Le texte issu des travaux de l’Assemblée nationale est conforme à ces objectifs. Il s’éloigne, en revanche, sur plusieurs points de la directive dont il assure la transposition en droit français.
Outre les contraintes élevées imposées aux collectivités territoriales par le nouvel article 1er B, j’insisterai sur les difficultés que pose, à l’article 2, l’élargissement du champ des éléments constitutifs des accords passés pour la numérisation des ressources culturelles devant être portés à la connaissance du public. Ces difficultés sont non seulement juridiques, s’agissant du respect du secret des affaires, mais aussi économiques, dans la mesure où cette disposition risque d’être préjudiciable au développement indispensable de ce type de partenariats.
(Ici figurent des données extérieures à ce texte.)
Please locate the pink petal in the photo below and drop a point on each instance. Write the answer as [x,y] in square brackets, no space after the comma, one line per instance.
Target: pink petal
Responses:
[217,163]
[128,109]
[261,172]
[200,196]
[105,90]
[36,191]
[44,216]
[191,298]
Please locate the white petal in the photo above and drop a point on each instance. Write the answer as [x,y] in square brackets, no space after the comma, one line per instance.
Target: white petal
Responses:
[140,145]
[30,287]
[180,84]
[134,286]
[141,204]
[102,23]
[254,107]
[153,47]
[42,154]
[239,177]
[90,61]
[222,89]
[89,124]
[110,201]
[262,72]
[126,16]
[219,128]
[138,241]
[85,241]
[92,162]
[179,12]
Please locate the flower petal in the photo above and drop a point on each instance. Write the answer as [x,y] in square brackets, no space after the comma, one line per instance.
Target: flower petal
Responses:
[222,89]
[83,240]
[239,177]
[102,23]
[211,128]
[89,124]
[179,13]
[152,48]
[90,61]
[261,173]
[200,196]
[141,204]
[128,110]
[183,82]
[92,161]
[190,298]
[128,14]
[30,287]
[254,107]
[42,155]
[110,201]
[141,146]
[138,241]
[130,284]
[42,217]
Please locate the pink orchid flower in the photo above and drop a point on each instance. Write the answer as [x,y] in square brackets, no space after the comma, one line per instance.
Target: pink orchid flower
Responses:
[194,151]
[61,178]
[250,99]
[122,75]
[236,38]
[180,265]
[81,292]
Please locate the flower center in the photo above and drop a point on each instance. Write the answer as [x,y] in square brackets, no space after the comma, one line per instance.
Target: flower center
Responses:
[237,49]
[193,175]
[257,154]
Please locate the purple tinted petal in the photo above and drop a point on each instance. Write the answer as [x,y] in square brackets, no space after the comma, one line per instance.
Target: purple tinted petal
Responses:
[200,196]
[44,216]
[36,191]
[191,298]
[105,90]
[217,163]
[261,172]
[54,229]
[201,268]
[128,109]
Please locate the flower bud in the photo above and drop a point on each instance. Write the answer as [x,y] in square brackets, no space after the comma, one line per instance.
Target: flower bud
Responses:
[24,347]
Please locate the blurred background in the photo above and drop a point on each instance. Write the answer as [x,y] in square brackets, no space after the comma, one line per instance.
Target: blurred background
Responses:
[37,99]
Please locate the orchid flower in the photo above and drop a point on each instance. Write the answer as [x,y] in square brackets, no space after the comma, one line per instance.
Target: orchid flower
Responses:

Ces réflexions ont également guidé celle de notre collègue Hugues Portelli, puisque ces deux points ont été modifiés par la commission des lois lors de sa réunion du 21 octobre. Je salue également son initiative relative au maintien du régime dérogatoire actuellement en vigueur pour la réutilisation des données détenues par les organismes de recherche et d’enseignement supérieur, qu’il cantonne toutefois aux informations produites dans le cadre de leurs activités de recherche. Ces organismes conserveront la faculté de fixer les modalités de réutilisation de ces données de recherche, afin de préserver leur potentiel scientifique et technique.
Compte tenu de son soutien à l’esprit du texte, des contraintes du calendrier législatif l’obligeant à se réunir concomitamment à la commission des lois et de l’intérêt des amendements proposés par notre collègue Hugues Portelli, notre commission de la culture, de l’éducation et de la communication a donné un avis favorable à l’adoption du présent projet de loi. (Applaudissements sur les travées de l’UDI-UC et du groupe Les Républicains, ainsi que sur quelques travées du groupe socialiste et républicain et du RDSE.)